The Neuroscience of Pleasure and Addiction
Neuroscientists identify how reward signals are transmitted in the brain.
Posted May 31, 2014
A neuroscientist in Canada recently identified how reward signals linked to pleasure and addiction are transmitted in the brain.
The new findings by Dr. Jonathan Britt, from McGill University, were presented in a lecture titled, "Investigating the Pleasure Centers of the Brain: How reward Signals Are Transmitted" at the 2014 Canadian Neuroscience Meeting, which took place in May of 2014.
The so-called “pleasure center” of the brain was co-discovered in 1954 by James Olds, who was an American psychologist, and Peter Milner while he was a postdoctoral fellow at McGill University. Olds and Milner stumbled on the pleasure center after they implanted electrodes into the septal area of the rat and found that rats became addicted to pushing a lever that was stimulating the nucleus accumbens (NAcc).
What Role Does the Nucleus Accumbens Play In Seeking Pleasure?
Electrical stimulation of the ventral tegmental area (VTA) triggers the release of dopamine in the nucleus accumbens much in the same way that addictive drugs and natural reinforcers, such as sex, drugs, alcohol, food—or anything pleasurable—also triggers the release of dopamine in the nucleus accumbens.
The rats in Olds and Milner's experiment would continue to press this lever incessantly even at the expense of eating and drinking for sustenance. This suggested that the area is the "pleasure center" of the brain and is involved in the reward-driven reinforcement of learning and addiction.

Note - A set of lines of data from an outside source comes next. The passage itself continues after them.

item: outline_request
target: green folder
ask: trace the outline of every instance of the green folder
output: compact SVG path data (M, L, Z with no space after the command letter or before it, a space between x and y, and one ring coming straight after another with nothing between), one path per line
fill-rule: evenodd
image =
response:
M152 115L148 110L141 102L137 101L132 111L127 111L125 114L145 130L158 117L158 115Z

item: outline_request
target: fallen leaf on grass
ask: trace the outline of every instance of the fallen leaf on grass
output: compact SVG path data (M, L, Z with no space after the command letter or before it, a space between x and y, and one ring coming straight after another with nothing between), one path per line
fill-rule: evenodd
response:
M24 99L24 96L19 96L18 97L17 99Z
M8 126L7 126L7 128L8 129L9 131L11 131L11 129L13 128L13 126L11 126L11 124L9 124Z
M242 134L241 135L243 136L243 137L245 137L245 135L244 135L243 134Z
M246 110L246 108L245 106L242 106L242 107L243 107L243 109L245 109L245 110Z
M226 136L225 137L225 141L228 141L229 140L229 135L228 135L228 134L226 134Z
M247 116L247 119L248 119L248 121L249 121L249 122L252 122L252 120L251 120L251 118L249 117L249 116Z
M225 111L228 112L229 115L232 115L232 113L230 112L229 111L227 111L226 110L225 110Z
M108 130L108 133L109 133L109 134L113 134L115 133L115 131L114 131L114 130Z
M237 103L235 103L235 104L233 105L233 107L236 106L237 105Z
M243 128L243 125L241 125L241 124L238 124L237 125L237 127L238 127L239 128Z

Since the 1950s, multiple research studies on mice and rats have shown that the levels of dopamine in the extracellular fluid of the nucleus accumbens increase when rats are injected with addictive drugs such as cocaine, heroin, nicotine, or alcohol. When dopamine is released into the NAcc, it reinforces addictive behaviors that are driven by a pleasurable reward or the anticipation of a reward.
The same results have been seen in human subjects in brain imaging studies. Increased levels of dopamine have been observed in the extracellular fluid of the nucleus accumbens when human test subjects experience the rewarding rush of sex, drugs, or hitting the jackpot when gambling.
Optogentics Is a Revolutionary Brain Imaging Technology
In the latest study from McGill, Dr. Britt used a new brain imaging technique called “optogenetics” to determine whether there was a positive or negative effect on reward seeking. He also identified specific inputs linked to pleasure and addiction coming from different regions of the brain.
Optogenetics uses light-responsive proteins to study the activation of neural circuits in distinct locations, which allowed him to precisely dissect the roles of different neural circuits in the brain.
Over the years, Dr. Britt's research has revealed the brain circuits responsible for habitual behavior and how reward signals—such as those produced by addictive drugs—travel through the brain and how pleasurable experiences modify brain circuits. These findings could lead to new pharmacetuical treatments tailored to treat drug addiction.
Britt’s research confirms the widely held assumption that the most immediate effects of drugs on the brain are linked to an increase in the levels of dopamine in the nucleus accumbens. Until the advent of optogenetics it was impossible to dissect the precise role of inputs from various brain regions and how these brain connections might result in a specific behavior.
Dr. Britt was able to identify different ways that the nucleus accumbens integrates dopamine dependent reinforcement signals with environmental stimuli, which depend on a second neurochemical called glutamate. Glutamate-dependent signals to the nucleus accumbens come from an array of brain regions that include the amygdala, hippocampus, thalamus and the prefrontal cortex.
The pleasurable associations of a reward become hardwired into the synapses with the addition of glutamate into the neurobiological mix. Neurons that fire together generally wire together. Glutamate appears to be the glue that makes these synaptic bonds stick together. In my book, The Athlete’s Way, I describe glutamate saying “There is a protein called glutamate that sears synapses together ... glutamate bonds are hard to dissolve."
Conclusion: Breaking Glutamate-Dependent Bonds Holds Clues for Treating Addiction
If neuroscientists can figure out how glutamate bonds hardwire neural networks it will greatly advance our understanding of motivation, desire, pleasure-seeking behaviors, and addiction. This research might lead to better cognitive therapies for reward-driven behavior and potential pharmaceutical treatments for addiction.